Die ersten zarten Pflanzen gedeihen schon. Der Salat entwickelt sich prächtig und an den jungen Obstbäumen reifen bereits die ersten Früchte – winzige Äpfel und Birnen. All das interessiert an diesem Morgen aber nur am Rande. Die 2c der Neuenburger Rheinschule ist in ein Projekt vertieft, das die ganze Aufmerksamkeit der Schüler bindet und noch dazu tatkräftiges Zupacken verlangt: Der Bau eines Insektenhotels. Elisabeth Wesbecher vom trinationalen Umweltzentrum Truz leitet die Gruppe fachkundig an. Das Arbeitsmaterial hat Bauhofmitarbeiter Dirk Kalchschmidt mitgebracht: Bambus, Schilf, trockene Holunderzweige und Knöterichstängel. Außerdem Kiefernzapfen und reichlich Totholz, in das Kalchschmidt Löcher in verschiedenen Größen gebohrt hat. Und wozu das alles? Damit sich Wildbienen, Ohrwürmer, Marienkäfer, Florfliegen und andere Insekten heimisch fühlen. Dass es dieses Jahr für einige Bewohner schon etwas spät für die Eiablage ist, sei kein Problem, erläutert Elisabeth Wesbecher. Das Projekt ist auf lange Zeit angelegt. "Wir bauen hier eher Wohnungen als ein Hotel, denn unsere Gäste sollen bleiben." Deshalb sei es besonders wichtig, auf die Umgebung und das Nahrungsangebot zu achten. Im pädagogischen Garten stimmt beides. Deshalb wurde der Standort auch ausgewählt. Insgesamt 25 Nisthilfen dieser Art entstehen derzeit im Projektgebiet des Gerplan zwischen Hartheim und Steinenstadt auf deutscher Seite und in den vierzehn französischen Partnergemeinden.

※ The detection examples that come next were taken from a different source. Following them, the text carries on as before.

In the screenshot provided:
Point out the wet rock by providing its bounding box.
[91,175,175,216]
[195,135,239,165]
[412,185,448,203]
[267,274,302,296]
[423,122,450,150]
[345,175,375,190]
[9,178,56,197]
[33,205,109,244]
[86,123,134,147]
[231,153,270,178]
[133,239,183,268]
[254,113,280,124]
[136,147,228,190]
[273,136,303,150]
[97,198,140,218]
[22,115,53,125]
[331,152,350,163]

Sie sollen im Kleinen dazu beitragen die Biodiversität zu fördern und stehen damit stellvertretend für das, was im Ganzen gelingen soll: Der Erhalt von Rückzugsräumen in einer zunehmend besiedelten Gegend.
MITEINANDER LERNEN
Dass man dabei auf beiden Seiten des Rheins an einem Strang ziehen will, macht nicht nur mit Blick auf das gemeinsame Landschaftsbild Sinn. Voneinander und miteinander lernen – darum geht es bei fast allen Teilprojekten. Informationstafeln, wie sie etwa den Insektenhotels zur Seite gestellt werden, sind grundsätzlich zweisprachig konzipiert. Auch der pädagogische Garten, der in Nachbarschaft zum Mittelalterprojekt auf einer Fläche von etwa 700 Quadratmetern entstanden ist, greift den Aspekt auf. Das Angebot richtet sich an deutsche und französische Kindergärten aus den Gerplan-Gemeinden. Mit im Boot sind auch Naturpädagogen der Petite Camargue Alsacienne. Sie werden vom kommenden Schuljahr an jeweils an zwei Nachmittagen in der Woche Gartenprojekte für Kinder der Rheinschule in der Ganztagesbetreuung anleiten. Über die Regio VHS steht der Garten zudem für weitere Interessenten offen. Weil so ein Garten auch außerhalb der Schulzeit gepflegt werden muss, sucht die Stadt derzeit noch nach Gartenpaten, die sich in ihrer Freizeit einbringen wollen. Vorbereitet wurde die Fläche bereits von einem ortsansässigen Gartenbaubetrieb, der ein ansehnliches Gartenrefugium mit Pflanzbeeten für Gemüse und Kräuter, einem Teich und einer Feuerstelle angelegt hat. Auch ein Bauwagen zur Unterbringung der Arbeitsgeräte und als Unterstand bei schlechtem Wetter steht zur Verfügung. Probeweise wurden auch schon Möhren, Kartoffeln und Salat gepflanzt, alles Weitere aber wird den künftigen Nutzern überlassen. Sie sollen säen, jäten und ernten. Und zuletzt das Selbstangebaute auch verzehren.
WIE GEHT ES WEITER?
Der Anfang ist gemacht. Der Gerplan wurde 2011 mit 480 000 Euro aus dem Interreg-Fördertopf angeschoben Einiges konnte zwischenzeitlich umgesetzt werden. In Neuenburg ist auf der Rheininsel ein pädagogischer Lehrpfad entstanden, demnächst wird es auch einen mobilen Biotopinfoweg geben, im elsässischen Rumersheim wurde eine Kiesgrube renaturiert, in Hartheim ist man dabei, einen Panoramaweg anzulegen. Nisthilfen für Falken, Schwalben, Mauersegler und Fledermäuse wurden vielerorts angebracht – wo sie noch fehlen, wie an der Eisenbahnbrücke in Neuenburg, wird bis September nachgerüstet. Dann geht das Projekt in seine vorläufig letzte aber auch entscheidende Phase.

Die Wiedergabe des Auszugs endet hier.